One element of intercessory prayer that does not always get the attention it deserves is this element of struggle. As Epaphras struggled in his prayers for the saints in Colossae (Colossians 4:12), we ought to struggle in our prayers on behalf of others, because we believe prayer is God’s means to change things (2 Corinthians 1:11Philippians 1:191 Timothy 4:4-5James 5:15-18) and we, out of love and aligned with His will, desire to see Him glorified in His servants. Consider the struggle behind Paul’s words to the Corinthians, “For I wrote to you out of much affliction and anguish of heart and with many tears, not to cause you pain but to let you know the abundant love that I have for you” (2 Corinthians 2:4). We will fight for those we love. Why would it be any different in prayer?

Through intercessory prayer, the Holy Spirit develops in us a greater compassion for others. If I am praying for a specific person with a specific health condition or trial, I am forced to think through what that must be like for that person. I am moved to compassion like the compassion Christ has for His people. If I am angry with someone and I go before the throne of God in prayer, I see myself in the brilliant and awesome majesty of the eternal God and I am humbled by my own sin and my own desperate need of mercy. My anger toward my brother or sister turns into a desire that he or she know the Lord more deeply. This in turn compels me to show kindness and so fulfill the law of Christ by loving my neighbor.


Noteworthy: Intercessory prayer is a vital piece of health care sharing


But what if I don’t know how to pray for someone specifically?

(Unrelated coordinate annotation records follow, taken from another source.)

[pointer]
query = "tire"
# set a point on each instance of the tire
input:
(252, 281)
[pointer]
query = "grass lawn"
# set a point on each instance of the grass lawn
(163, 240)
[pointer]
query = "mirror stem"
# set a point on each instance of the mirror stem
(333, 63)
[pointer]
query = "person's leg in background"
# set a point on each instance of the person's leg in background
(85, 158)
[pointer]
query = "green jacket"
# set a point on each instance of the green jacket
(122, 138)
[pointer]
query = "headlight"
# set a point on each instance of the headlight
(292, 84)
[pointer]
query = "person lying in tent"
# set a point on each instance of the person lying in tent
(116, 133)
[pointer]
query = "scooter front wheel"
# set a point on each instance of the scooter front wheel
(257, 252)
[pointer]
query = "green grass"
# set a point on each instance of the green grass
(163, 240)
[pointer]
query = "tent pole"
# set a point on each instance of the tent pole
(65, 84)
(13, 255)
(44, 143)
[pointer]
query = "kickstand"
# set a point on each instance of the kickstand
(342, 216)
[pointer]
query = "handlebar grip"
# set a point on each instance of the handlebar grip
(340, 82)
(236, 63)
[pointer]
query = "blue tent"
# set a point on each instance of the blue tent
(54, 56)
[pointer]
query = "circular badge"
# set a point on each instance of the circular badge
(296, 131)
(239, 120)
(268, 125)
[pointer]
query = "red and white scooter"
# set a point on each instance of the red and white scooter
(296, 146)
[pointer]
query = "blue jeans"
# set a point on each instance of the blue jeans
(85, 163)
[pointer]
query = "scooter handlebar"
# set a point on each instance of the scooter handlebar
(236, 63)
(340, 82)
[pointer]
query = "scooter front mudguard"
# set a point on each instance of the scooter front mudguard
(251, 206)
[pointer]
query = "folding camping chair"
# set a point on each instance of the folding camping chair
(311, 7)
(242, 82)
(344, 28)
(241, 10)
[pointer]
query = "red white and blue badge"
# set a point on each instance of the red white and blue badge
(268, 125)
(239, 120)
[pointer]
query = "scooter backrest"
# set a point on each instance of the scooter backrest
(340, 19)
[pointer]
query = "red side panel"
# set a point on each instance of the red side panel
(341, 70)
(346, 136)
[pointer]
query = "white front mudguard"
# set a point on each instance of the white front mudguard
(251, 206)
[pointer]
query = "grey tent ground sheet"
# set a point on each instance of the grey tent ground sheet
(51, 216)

I have a friend who just lost his son this past year. How can I possibly understand something so painful when I have not experienced it myself? While we seek to empathize with others, we don’t need to (nor can we always) understand the plight of a brother or sister. The Spirit intercedes for us to the Father (Romans 8:26-27). God hears our prayers, and He understands the plight of His children with absolute perfection.

What we pray for ultimately is for God’s glory and for Him to manifest Himself to His children. We can trust that it is better to pray than to not pray. God will take care of the rest.